I want everyone who reads my blog to visit Amy's Diary and tell me what you think. It's one of my favorite things in the world right now.

Now it's time to visit the hotel swimming pool, after having downed three glasses of wine. I drank them while doing my work-related homework, so I guess I'm officially an alcoholic now. Yay!

Tuesday, November 30, 2004

I'm in Sunny Eagan Minnesota

Eagan Minnesota sucks. It's cold and there are no restaurants to speak of. One of my colleagues from New Jersey asked a local cop where she could get some Italian food and he tried to send her to the Olive Garden. Now she's all pissed. What did she expect?

Wednesday, November 17, 2004

Coaster gets pissed

My friend Mindy June moved to England, and she done stole my idea to start a blog. She even went so far as to use false dates on her entries to make it look like she started her blog before I started mine. It reminds me of how when we were in college she used to pretend she didn't like any new band that she wasn't the first of her friends to discover. But she redeemed herself by liking Beulah at my suggestion, so I'll forgive her this transgression. Plus, I miss her and constantly worry about her developing bad teeth now that she's a Blimey & all.

Monday, November 01, 2004

Coaster Punchman is born

My name is Tom, but you can call me Coaster Punchman. The name came about 18 years ago when I was (gasp!) a twenty year old St. Olaf College student obsessed with the necessity of using coasters for beverages on coffee and end tables. I would go into histrionics when friends would visit my dorm room and fail to use coasters.

One night my friend Chuck was hosting a party where he served a bastardization of Wapitui Punch, or WAP. According to Log & Timber Style Magazine, Wapitui Punch is a fruity concoction of various delicious ingredients. But to St. Olaf College students circa 1985, WAP was a revolting mixture of whatever alcoholic beverages one could find. Generally, the MO for a WAP party was to have all your guests bring something to contribute to the punch. So the results could really vary depending on how cheap or tasteless your friends were. Usually by the time the last guest arrived you would have a perfectly vile combination of beer, vodka, red Hi-C, orange juice, Southern Comfort and Gallo wine. Many drank, all vomited later.

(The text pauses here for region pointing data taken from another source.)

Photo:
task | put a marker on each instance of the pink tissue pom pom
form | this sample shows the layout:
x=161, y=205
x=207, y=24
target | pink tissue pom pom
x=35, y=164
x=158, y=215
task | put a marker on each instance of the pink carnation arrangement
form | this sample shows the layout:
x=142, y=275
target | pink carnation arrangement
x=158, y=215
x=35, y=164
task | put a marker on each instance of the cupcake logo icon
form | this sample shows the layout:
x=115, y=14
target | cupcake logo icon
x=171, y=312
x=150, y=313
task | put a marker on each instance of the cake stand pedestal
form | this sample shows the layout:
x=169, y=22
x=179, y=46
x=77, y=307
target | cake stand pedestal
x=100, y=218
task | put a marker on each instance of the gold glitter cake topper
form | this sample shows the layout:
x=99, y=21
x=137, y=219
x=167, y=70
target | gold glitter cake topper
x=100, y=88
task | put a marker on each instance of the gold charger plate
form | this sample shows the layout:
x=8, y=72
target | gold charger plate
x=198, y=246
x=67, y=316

Being a bit of a control queen at age 20, I tried to supervise the creation of Chuck's WAP punch, and admonished both my host and his guests for their failure to either provide or use coasters in connection with this gala affair in Chuck's dorm room. As a reward for my preoccupation with both the WAP punch and coasters, I earned the nickname Coaster Punchman. It has a catchy ring, so I don't mind it.

Monday, October 11, 2004

MTM your friends and loved ones!

Coaster Punchman's World offers a free and unique Mary-Tyler-Moore'ing service. If you have a friend or loved one in need, CP will phone him or her and perform, live, his rendition of Mary Tyler Moore's theme song.

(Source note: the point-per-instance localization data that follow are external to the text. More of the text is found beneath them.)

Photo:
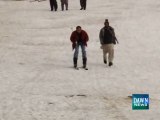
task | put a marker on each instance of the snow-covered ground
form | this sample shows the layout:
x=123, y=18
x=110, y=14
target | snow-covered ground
x=37, y=81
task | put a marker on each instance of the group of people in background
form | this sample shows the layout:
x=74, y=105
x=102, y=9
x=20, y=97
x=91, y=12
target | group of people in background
x=54, y=5
x=79, y=38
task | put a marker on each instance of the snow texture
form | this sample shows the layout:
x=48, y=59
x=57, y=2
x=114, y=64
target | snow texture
x=37, y=81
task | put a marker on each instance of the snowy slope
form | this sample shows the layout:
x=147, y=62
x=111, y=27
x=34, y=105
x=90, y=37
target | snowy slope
x=37, y=81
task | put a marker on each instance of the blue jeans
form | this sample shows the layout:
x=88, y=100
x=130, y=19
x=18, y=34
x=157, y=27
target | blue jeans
x=83, y=47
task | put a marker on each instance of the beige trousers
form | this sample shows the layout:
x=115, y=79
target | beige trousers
x=108, y=49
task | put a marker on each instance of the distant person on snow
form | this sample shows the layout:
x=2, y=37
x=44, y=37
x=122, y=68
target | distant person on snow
x=64, y=2
x=53, y=4
x=83, y=4
x=107, y=40
x=79, y=38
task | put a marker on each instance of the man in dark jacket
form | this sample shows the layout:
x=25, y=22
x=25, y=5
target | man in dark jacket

Being MTM'd by CP has been described as, among other things, "a mystical cure all." See CPW, comment by Melinda June (October 8, 2006).

MTM'ing your friend or loved one is easy. Just follow these simple steps:

1. Email your friend's name and phone number to CP at cp.marytylermoore@yahoo.com.

2. CP will phone your friend and perform Mary's theme song.

3. Your friend will be magically cured of whatever ails him or her.

Note: CP adheres to a strict privacy policy. Phone numbers will be held in the strictest confidence, and will be destroyed immediately upon a successful MTM'ing.